In this case, a machinist injured his finger on July 6, 2009, and reported it to management. The hospital that treated the injury instructed the machinist not to work that day or the next. However, the railroad’s occupational health service determined that the employee was qualified for restricted duty despite the hospital’s orders. The employee was then instructed to serve as fire watch while a fuel tank was being welded inside a locomotive, a duty normally carried out by a qualified member of the fire brigade. The worker was threatened with suspension for raising concerns that he was not qualified or medically fit to perform this duty. Subsequently, the employee was excused from work for more than a week by his personal physician. After returning to full duty status, no work was assigned to the employee, and he was issued a written reprimand saying that he caused his injury.
“Metro-North has exhibited an unacceptable pattern of penalizing workers who report injuries, interfering with their medical treatment and forcing them to work in violation of medical instruction,” said Robert Kulick, OSHA’s regional administrator in New York. “The whistleblower provisions of the Federal Railroad Safety Act were designed to prevent such behavior toward workers. We will continue to order corrective action whenever we identify this type of discrimination and intimidation.”

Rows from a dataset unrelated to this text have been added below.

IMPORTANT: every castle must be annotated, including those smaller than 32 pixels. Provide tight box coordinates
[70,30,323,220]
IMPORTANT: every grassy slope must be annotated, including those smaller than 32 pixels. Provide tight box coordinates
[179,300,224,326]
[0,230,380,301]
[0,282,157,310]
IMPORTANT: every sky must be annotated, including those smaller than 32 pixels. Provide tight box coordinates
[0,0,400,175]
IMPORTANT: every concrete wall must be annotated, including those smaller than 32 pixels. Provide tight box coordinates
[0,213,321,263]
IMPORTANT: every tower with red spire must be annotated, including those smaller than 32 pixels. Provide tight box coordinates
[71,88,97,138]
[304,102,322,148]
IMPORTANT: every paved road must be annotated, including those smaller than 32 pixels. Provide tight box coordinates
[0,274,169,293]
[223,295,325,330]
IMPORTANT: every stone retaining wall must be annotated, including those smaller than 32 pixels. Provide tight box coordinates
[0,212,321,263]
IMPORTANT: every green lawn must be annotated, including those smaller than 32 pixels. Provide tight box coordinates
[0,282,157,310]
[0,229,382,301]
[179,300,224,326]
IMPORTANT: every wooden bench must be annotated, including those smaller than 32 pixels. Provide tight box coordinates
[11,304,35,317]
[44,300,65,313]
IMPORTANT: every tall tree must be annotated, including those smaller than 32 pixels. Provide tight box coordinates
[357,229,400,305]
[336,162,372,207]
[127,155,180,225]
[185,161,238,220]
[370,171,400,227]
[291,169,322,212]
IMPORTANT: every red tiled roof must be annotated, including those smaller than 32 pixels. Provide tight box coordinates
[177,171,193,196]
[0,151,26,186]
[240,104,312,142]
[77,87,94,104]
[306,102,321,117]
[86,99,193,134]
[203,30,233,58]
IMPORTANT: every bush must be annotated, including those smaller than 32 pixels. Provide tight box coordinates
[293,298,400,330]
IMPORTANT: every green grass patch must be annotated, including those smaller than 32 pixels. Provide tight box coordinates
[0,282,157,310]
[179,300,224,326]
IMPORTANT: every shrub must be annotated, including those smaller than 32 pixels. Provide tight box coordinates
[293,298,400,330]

OSHA has ordered Metro-North to pay $30,000 in punitive damages to the worker and $13,510 in attorney’s fees. Additionally, Metro-North must expunge any references to disciplinary actions and counseling sessions relating to the employee and his injury, and inform its human resources department that the injury and resulting absences are excused absences that may not be counted against the employee in any evaluations or in any applications for craft transfers and/or promotions. Finally, Metro-North must post an OSHA notice for employees in the Harmon Diesel Shop and on its internal website, and provide all diesel shop employees with information on employee protections for reporting work-related injuries.

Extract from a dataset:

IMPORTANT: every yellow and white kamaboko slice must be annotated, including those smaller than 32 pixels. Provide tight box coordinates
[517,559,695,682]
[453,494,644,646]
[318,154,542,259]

Metro-North and the complainant each have 30 days from receipt of the findings to file an appeal with the Labor Department’s Office of Administrative Law Judges. Under the FRSA, employees of a railroad carrier and its contractors and subcontractors are protected against retaliation for reporting on-the-job injuries, reporting certain safety and security violations, and cooperating with investigations by OSHA and other regulatory agencies.

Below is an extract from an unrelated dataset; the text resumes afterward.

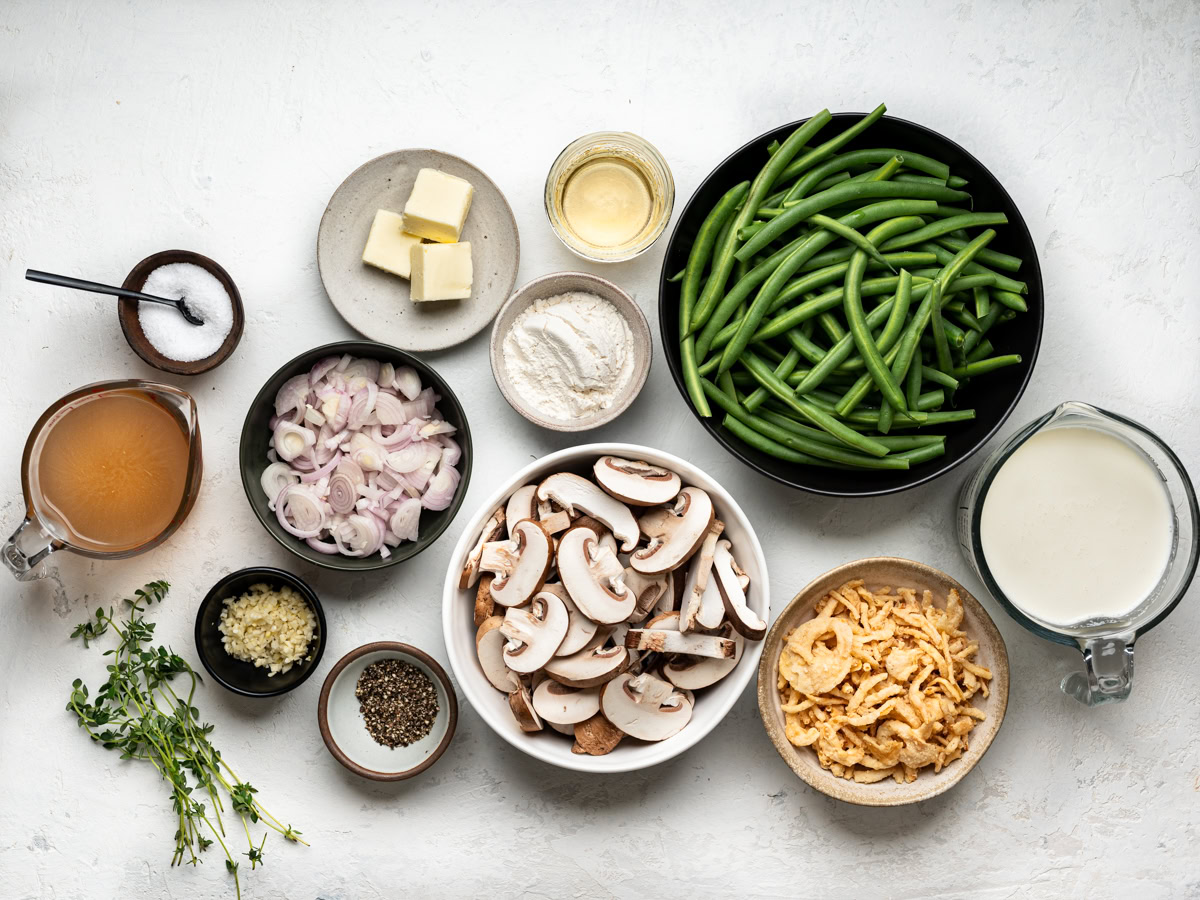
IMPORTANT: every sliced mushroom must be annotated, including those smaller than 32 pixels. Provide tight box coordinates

On March 8, OSHA found that Metro-North retaliated against another employee at the Harmon Diesel Shop who reported an injury, interfered with his medical treatment and forced him to work in violation of his physician’s orders. In that case, OSHA ordered the railroad to pay $10,000 in punitive damages and $8,830 in attorney’s fees, and take other corrective actions. The news release can be viewed at http://www.osha.gov/pls/oshaweb/owadisp.show_document?p_table=NEWS_RELEASES&p_id=21966.
OSHA enforces the whistleblower provisions of the FRSA and 20 other statutes protecting employees who report violations of various airline, commercial motor carrier, consumer product, environmental, financial reform, food safety, health care reform, nuclear, pipeline, public transportation agency, maritime and securities laws.
Under these laws enacted by Congress, employers are prohibited from retaliating against employees who raise various protected concerns or provide protected information to the employer or to the government. Employees who believe that they have been retaliated against for engaging in protected conduct may file a complaint with the secretary of labor for an investigation by OSHA’s Whistleblower Protection Program. Detailed employee rights information is available online at http://www.whistleblowers.gov.
Under the Occupational Safety and Health Act of 1970, employers are responsible for providing safe and healthful workplaces for their employees. OSHA’s role is to ensure these conditions for America’s working men and women by setting and enforcing standards, and providing training, education and assistance. For more information, visit http://www.osha.gov.
Editor’s note: The Labor Department does not release names of employees involved in whistleblower complaints.